Apple diketahui telah melunasi utang komitmen investasi pada periode tersebut senilai US$ 10 juta atau setara sekitar Rp 163 miliar. Kemudian, perusahaan raksasa di bidang teknologi asal Amerika Serikat (AS) ini akan menambah komitmen investasi, yakni dengan membawa dua perusahaan global value chain (GVC) atau rantai nilai global mereka berinvestasi di Indonesia.

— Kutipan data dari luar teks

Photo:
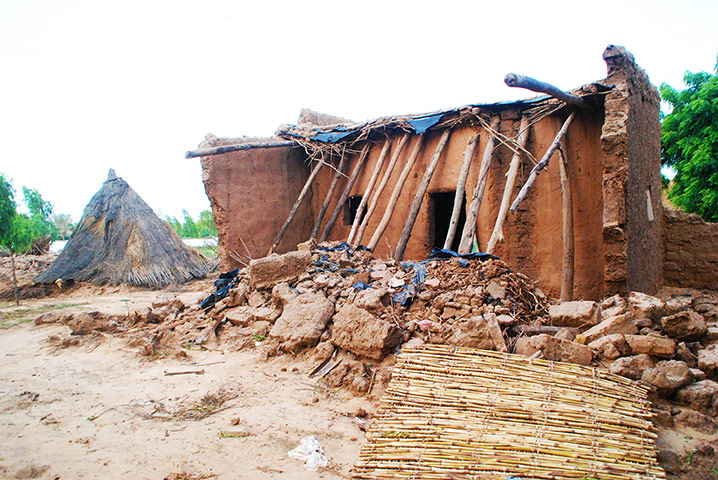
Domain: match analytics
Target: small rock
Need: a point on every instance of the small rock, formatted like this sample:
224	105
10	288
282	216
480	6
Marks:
574	314
688	325
555	349
632	367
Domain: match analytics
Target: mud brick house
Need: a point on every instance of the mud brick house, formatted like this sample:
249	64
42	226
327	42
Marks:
590	224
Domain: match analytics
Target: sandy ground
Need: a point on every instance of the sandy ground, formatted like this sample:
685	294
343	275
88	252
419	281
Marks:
100	411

Kedua perusahaan tersebut adalah ICT Luxshare yang akan berinvestasi memproduksi aksesoris AirTag di pabrik yang sedang dibangun di Batam dengan investasi US$ 150 juta atau setara Rp 2,4 triliun. Pembangunan pabrik itu akan menjadikan Indonesia sebagai supplier bagi 65% AirTag di pasar dunia. Dalam hal ini, Apple berkomitmen komponen baterai AirTag akan dipenuhi dari produsen dalam negeri.
“Apple membayar sanksi dengan cara menghadirkan perusahaan yang bagian global value chain mereka untuk menanamkan modal, investasi, di Indonesia," ucap Menperin Agus dalam konferensi pers di kantor Kemenperin, Jakarta Selatan, Rabu (26/2/2025).

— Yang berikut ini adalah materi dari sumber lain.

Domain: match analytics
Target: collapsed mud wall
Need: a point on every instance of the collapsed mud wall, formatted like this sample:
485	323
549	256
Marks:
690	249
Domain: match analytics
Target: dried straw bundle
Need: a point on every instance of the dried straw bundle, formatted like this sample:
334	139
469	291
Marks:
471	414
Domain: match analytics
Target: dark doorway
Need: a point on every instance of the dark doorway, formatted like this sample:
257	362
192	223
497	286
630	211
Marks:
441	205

“Potensi ekspornya nanti cukup tinggi, dan dalam kegiatan investasi oleh ICT Luxshare sebagai bagian dari komitmen (menjalankan) sanksi Apple, di situ juga terdapat komitmen bahwa baterai yang dibutuhkan AirTag akan sepenuhnya disuplai industri dalam negeri," imbuhnya.
Baca Juga
Menperin Agus Sebut Apple Akhirnya Setuju Investasi Baru di RI, Nilainya Tembus Rp 2,6 Triliun
Selain itu, Menperin Agus juga menyebutkan Apple sedang menyiapkan lini produksi di perusahaan Long Harmony, Bandung, yang akan memproduksi kain mesh untuk keperluan AirPod Max. Dengan demikian, Long Harmony akan menjadi salah satu bagian dari GVC Apple di Tanah Air.
“Dalam waktu singkat, Indonesia sudah bisa menempatkan dua perusahaan yang menjadi GVC untuk Apple, yaitu investasi ICT Luxshare di Batam dan pembentukan lini produksi Long Harmony Bandung," terang Menperin Agus.